What they found, she said, was that if they were prepared to do a lot of the “heavy lifting”—for example, using multiple prime brokers and providing managers with the tools and instruments they were used to being able to access in the private funds—“almost all the strategies could be utilized within a mutual fund.

They chose to launch a multi-manager, multi-strategy fund, said Weaver, because “many of the single strategies would not be able to comply with the restrictions of a mutual fund, they trip different trip wires.

“For instance, a more concentrated portfolio such as an activist manager might trip the concentration restriction and yet, [if] that same manager [is] part of a well-diversified portfolio. of over 200 positions, concentration is no longer an issue.”

The Collins Alternative Solutions Fund currently has five sub-advisors managing five distinct strategies: Whitebox Advisors (arbitrage), The Cambridge Strategy (global macro), Stadion Money Management (market neutral), PBAM (long/short credit) and Clinton Group (activist long/short equity).

The managers in the mutual fund are managers Collins has already invested with on the private side and the hurdles they must jump on both sides are largely the same:

“What we were looking for and what is very important to us is managers that have strong risk discipline within their portfolios, that have a very healthy respect for the preservation of capital, that can be nimble and opportunistic and that can identify mispricing and anomalies in the market,” said Weaver.

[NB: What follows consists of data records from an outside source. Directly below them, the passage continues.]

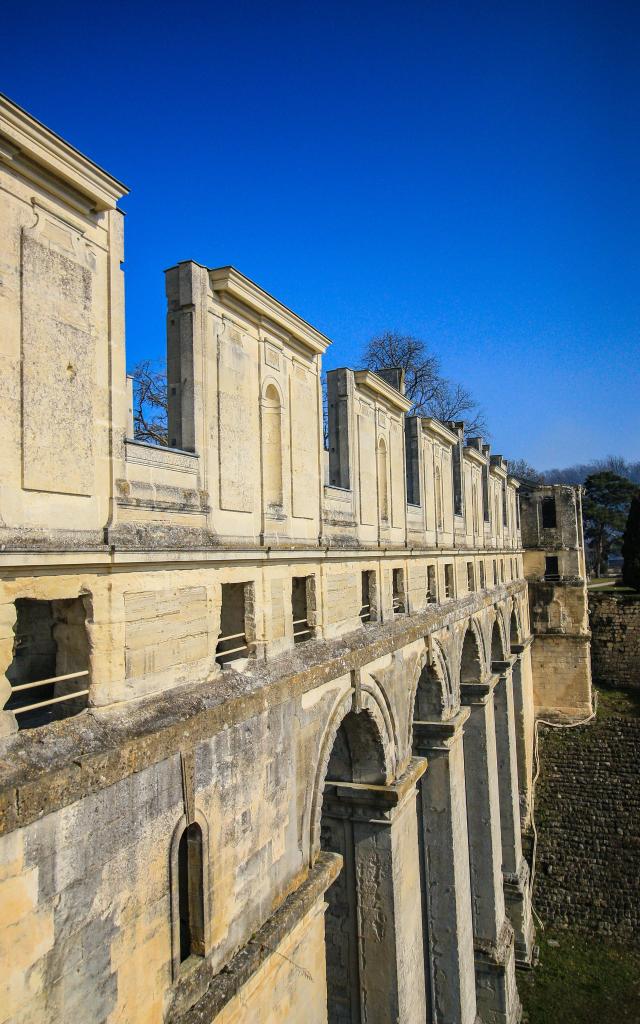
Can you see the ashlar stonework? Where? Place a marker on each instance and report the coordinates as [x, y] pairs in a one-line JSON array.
[[266, 712]]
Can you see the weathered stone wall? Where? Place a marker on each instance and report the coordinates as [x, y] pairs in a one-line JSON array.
[[588, 816], [614, 639]]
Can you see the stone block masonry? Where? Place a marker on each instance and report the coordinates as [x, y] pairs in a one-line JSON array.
[[615, 638], [588, 815]]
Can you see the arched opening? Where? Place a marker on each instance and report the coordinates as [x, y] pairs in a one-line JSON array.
[[470, 663], [272, 449], [498, 647], [190, 893], [356, 757], [514, 633], [383, 487]]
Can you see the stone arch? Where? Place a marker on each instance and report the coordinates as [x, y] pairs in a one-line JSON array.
[[181, 827], [515, 630], [472, 654], [499, 643], [433, 694], [369, 737], [272, 406]]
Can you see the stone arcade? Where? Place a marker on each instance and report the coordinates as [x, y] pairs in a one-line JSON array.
[[267, 718]]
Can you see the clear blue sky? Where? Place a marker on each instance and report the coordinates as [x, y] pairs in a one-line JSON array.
[[467, 172]]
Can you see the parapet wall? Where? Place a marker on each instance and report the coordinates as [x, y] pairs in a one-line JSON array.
[[588, 815], [615, 638]]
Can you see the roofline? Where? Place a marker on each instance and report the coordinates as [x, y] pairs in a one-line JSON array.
[[32, 141], [228, 279]]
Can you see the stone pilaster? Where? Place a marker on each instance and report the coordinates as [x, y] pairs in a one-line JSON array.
[[443, 823], [497, 995], [515, 868], [386, 870]]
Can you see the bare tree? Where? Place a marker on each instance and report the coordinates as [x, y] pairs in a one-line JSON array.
[[429, 392], [524, 472], [150, 401]]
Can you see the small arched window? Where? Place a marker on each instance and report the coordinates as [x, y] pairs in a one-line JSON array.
[[272, 449], [383, 487], [190, 893]]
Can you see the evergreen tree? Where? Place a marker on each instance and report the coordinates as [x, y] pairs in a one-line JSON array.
[[631, 546]]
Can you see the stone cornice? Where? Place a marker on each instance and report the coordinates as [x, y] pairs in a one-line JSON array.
[[33, 145], [369, 380], [226, 281]]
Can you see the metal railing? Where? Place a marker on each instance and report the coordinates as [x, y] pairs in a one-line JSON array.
[[307, 631], [49, 682], [244, 646]]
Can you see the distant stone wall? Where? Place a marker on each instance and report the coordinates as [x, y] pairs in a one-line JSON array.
[[615, 638], [588, 818]]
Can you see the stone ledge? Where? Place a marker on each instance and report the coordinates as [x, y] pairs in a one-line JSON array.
[[192, 1006]]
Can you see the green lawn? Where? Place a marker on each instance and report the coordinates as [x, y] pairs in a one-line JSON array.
[[582, 980]]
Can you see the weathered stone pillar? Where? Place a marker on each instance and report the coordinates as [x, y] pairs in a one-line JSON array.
[[386, 877], [497, 995], [445, 850], [523, 714], [514, 866]]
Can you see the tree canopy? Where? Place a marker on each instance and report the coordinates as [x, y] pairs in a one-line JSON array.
[[605, 507], [631, 546], [429, 392]]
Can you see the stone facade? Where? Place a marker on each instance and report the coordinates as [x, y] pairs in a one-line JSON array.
[[614, 621], [280, 763], [588, 814]]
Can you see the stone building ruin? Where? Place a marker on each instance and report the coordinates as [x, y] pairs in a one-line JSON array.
[[267, 714]]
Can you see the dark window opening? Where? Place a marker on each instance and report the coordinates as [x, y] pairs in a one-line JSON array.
[[368, 596], [549, 513], [432, 592], [49, 673], [233, 641], [190, 894], [301, 594], [399, 604], [449, 580]]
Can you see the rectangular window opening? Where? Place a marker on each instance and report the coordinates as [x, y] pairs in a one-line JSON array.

The variety of strategies in the portfolio is no accident:

“One of the things that’s probably very different about our approach is we’re going to have managers that may be using credit to express their conviction, they could be using equity instruments, they could be using interest rates. they could be focused on only emerging markets, they could be focused on developed markets; all of that is a belt and suspenders approach that further reduces the volatility of the portfolio but enhances the return,” said Weaver.

What they don’t look for, she said, are managers “who are predominantly trying to chase beta.”

Collins Capital Takes Hedge Fund Strategies To The Retail Market

“[I]nvestors can access beta, that’s easy, there are a variety of ways to access beta, what they’re looking for is a way to access alpha that is complementary to other pieces of their portfolio but non-correlated.”

Their ultimate consideration in evaluating a manager, said Weaver, is “do they bring us an exposure we don’t already have in a compelling risk-adjusted way?” If they do, she said, they are considered for both the limited partnership and the mutual fund.

Weaver said they continue to actively manage the mutual fund. “We’re not trying to market time and we’re not trying to be hot money, but we do recognize that there are certain environments that offer a particular wind-at-the-back or wind-in-the-face of certain strategies and in a very collaborative discussion with our managers we may increase and decrease allocations to reflect those particular opportunities.”

They have no rules as to the size of the funds in which they’ll invest—that varies by strategy and the manager’s execution of that strategy. Similarly, there’s no “optimal” number of managers for the fund.

“What is important to us,” said Weaver, “is that we have the exposures that we wish to have and that those exposures are non-correlated within the portfolio to each other.”

They have added managers since the launch—Clinton Group was not in the initial line-up—and will continue to add managers in future.

Since establishing its one-year track record in April, the fund has doubled its assets under management to $70 million.